PROJECT TITLE :

Design and Evaluation of Approximate Logarithmic Multipliers for Low Power Error-Tolerant Applications - 2018

ABSTRACT:

In this paper, the designs of both non-iterative and iterative approximate logarithmic multipliers (ALMs) are studied to further scale back power consumption and improve performance. Non-iterative ALMs, that use 3 inexact mantissa adders, are presented. The proposed iterative ALMs (IALMs) use a collection-one adder in each mantissa adders throughout an iteration; they conjointly use lower-part-or adders and approximate mirror adders for the final addition.

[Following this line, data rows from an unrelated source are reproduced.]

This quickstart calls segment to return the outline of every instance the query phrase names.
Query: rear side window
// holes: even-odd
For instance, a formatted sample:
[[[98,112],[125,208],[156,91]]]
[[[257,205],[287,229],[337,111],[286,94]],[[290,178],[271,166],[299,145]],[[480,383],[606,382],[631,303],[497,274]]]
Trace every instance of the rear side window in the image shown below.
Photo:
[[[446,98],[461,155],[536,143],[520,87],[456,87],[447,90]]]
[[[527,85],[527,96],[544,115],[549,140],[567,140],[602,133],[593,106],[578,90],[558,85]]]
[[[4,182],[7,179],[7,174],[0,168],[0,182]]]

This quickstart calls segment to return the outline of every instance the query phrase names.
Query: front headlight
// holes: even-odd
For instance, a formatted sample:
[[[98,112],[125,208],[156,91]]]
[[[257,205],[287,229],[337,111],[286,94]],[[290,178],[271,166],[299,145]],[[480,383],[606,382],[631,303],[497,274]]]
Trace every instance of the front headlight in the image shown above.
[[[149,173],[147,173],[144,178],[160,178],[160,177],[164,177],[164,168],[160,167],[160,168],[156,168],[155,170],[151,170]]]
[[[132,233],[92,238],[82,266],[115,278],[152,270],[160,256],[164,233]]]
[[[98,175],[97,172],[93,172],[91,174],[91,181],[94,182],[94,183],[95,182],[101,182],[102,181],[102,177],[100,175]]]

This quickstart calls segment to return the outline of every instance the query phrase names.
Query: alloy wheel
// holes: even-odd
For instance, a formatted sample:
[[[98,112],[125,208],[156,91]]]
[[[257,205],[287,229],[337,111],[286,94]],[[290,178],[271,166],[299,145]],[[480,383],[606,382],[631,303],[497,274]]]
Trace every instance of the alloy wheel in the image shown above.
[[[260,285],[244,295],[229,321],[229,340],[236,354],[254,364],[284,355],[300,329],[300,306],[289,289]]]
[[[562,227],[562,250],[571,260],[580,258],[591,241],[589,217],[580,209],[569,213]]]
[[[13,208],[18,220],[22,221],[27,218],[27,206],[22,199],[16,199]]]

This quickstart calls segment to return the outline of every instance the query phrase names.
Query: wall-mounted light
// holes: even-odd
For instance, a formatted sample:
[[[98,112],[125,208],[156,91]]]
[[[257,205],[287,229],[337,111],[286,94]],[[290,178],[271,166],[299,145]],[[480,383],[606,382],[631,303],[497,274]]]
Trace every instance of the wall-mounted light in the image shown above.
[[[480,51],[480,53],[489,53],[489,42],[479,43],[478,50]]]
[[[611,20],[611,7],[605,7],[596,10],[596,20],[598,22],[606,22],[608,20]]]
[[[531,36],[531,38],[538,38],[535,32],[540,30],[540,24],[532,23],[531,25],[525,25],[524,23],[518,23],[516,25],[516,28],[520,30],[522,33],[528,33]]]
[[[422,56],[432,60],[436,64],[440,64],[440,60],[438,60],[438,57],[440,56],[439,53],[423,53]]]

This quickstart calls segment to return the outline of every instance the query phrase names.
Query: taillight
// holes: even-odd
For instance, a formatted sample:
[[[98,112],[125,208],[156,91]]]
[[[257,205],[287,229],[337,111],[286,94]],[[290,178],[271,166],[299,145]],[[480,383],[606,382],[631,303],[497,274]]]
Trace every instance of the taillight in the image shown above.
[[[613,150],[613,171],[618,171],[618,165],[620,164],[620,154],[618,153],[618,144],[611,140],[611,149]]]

Error analysis and simulation results are also provided; it's found that the proposed approximate LMs with an acceptable variety of inexact bits achieve higher accuracy and lower power consumption than conventional LMs using actual units. Compared with standard LMs with precise units, the normalized mean error distance of 16-bit approximate LMs is decreased by up to eighteenp.c and the ability-delay product incorporates a reduction of up to thirty seven%. The proposed approximate LMs are also compared with previous approximate multipliers; it's found that the proposed approximate LMs are best suitable for applications allowing larger errors, however requiring lower energy consumption. Approximate Booth multipliers work applications with less stringent power necessities, but conjointly requiring smaller errors. Case studies for error-tolerant computing applications are provided.